# Neoregelia brom care (offset pup)- substrate & other questions



## flyingSquirrel (Aug 22, 2011)

Good day all  I have just acquired an offset/pup of Neoregelia Chiquita Linda. It doesn't really have any roots at this point (or they might be super small/just starting). It has about 3" of stolon attached still. I've looked around a bit and can't really find too much info about growing offsets (especially with minimal roots).

Anyway, my primary question is, how do I make sure this baby takes off rooting? 
Should I leave the stolon at 3" or should cut some of it off? Do I put the stolon/pup at all in any soil/substrate, sphagnum, etc? I am definitely concerned about maintaining the proper moisture level..I want it to root but I don't want it to rot.  Can these broms have exposed roots and dry out a bit, or do they need something over the roots a little?
And should I be growing it in different conditions at this point to promote root development, and change the culture when the roots have grown a bit?
Would it be ok at some point to have a little moist sphagnum around the base (or maybe even live moss) at all or is that a surefire way to kill it? (I'd like to have a few other small epiphytes around the base if possible.
Finally, would you recommend distilled water, or is tap ok?

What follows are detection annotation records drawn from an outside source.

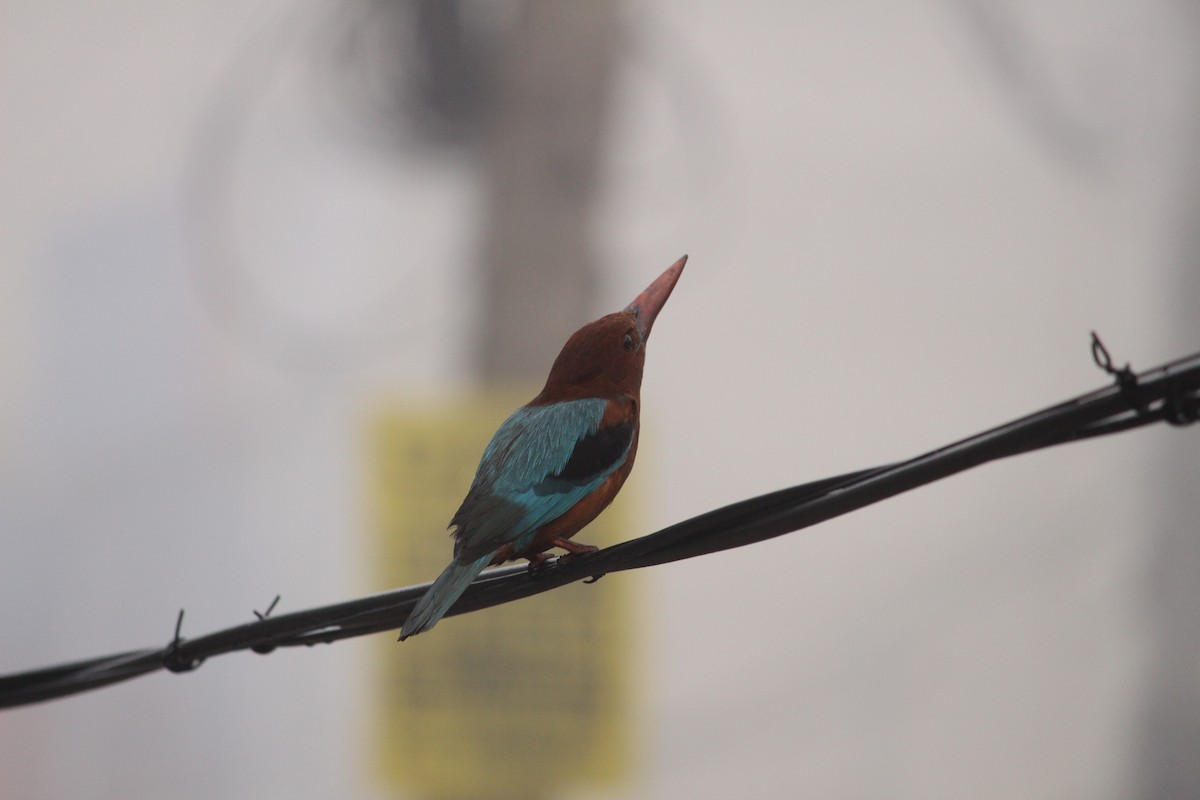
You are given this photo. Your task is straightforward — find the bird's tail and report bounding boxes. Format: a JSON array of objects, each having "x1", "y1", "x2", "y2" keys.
[{"x1": 400, "y1": 553, "x2": 496, "y2": 642}]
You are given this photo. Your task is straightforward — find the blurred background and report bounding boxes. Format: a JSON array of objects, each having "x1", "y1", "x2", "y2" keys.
[{"x1": 0, "y1": 0, "x2": 1200, "y2": 799}]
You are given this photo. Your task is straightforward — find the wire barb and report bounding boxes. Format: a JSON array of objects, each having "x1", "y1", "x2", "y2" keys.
[
  {"x1": 1092, "y1": 331, "x2": 1146, "y2": 413},
  {"x1": 162, "y1": 608, "x2": 204, "y2": 673},
  {"x1": 254, "y1": 595, "x2": 283, "y2": 621}
]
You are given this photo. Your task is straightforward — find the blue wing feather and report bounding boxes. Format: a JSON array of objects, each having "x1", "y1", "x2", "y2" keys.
[{"x1": 451, "y1": 398, "x2": 631, "y2": 560}]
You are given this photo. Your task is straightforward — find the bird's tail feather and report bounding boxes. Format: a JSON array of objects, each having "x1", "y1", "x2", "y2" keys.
[{"x1": 400, "y1": 553, "x2": 496, "y2": 642}]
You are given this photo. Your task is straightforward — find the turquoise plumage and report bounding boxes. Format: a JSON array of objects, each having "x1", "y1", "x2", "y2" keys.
[{"x1": 400, "y1": 255, "x2": 688, "y2": 640}]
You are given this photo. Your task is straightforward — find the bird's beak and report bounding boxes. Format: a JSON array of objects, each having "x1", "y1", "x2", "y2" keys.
[{"x1": 625, "y1": 255, "x2": 688, "y2": 342}]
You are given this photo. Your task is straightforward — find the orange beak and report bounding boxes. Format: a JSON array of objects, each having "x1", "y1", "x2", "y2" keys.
[{"x1": 625, "y1": 255, "x2": 688, "y2": 342}]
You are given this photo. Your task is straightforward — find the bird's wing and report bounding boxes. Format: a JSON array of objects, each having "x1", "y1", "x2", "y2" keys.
[{"x1": 451, "y1": 398, "x2": 636, "y2": 561}]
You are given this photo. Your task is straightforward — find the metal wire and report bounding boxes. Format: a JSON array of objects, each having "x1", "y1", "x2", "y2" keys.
[{"x1": 0, "y1": 335, "x2": 1200, "y2": 708}]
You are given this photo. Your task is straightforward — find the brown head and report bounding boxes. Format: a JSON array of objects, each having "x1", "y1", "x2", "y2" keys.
[{"x1": 530, "y1": 255, "x2": 688, "y2": 405}]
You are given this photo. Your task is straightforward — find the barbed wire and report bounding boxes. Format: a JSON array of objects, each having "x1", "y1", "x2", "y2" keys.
[{"x1": 0, "y1": 333, "x2": 1200, "y2": 708}]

Thanks for any help you can offer


----------



## james67 (Jun 28, 2008)

check out antone's article here:
Bromeliads in the Dart Frog Terrarium

james


----------



## markpulawski (Nov 19, 2004)

I usually cut off pups with some stolon (for those that reproduce that way) and then use the stolon to anchor the plant somewhere. If it's in a viv put it where it will not sit in saturated subtrate, damp/moist but drained it perfect. It will grow tons of new roots if happy, as a matter of fact when I pull pups off I usually remove all roots so they can root to where I put them. I use spring water to mist with but tap water for growing plants is usually fine.
Also they need decent light, usually the better the light they have the better color they will have


----------



## mcaiger53 (Jan 3, 2011)

Broms w a stolen are the easiest to mount. I don't think that it matters much whether you staple it, tie it, or simply stick it in a GS backround (which is what I usually do). When I put neo's in my vivs, I don't put them in any substrate at all. I typically place them on the backround mid to high, and mist the plant directly when I mist the tanks. It seems to get them rooting faster when misted heavily. 
Mike


----------



## flyingSquirrel (Aug 22, 2011)

james67 said:


> check out antone's article here:
> Bromeliads in the Dart Frog Terrarium
> 
> james


This was an excellent article and it answered a good number of my questions, thank you


----------



## flyingSquirrel (Aug 22, 2011)

Put pup in viv sitting on wood, no securing. Roooooots!


----------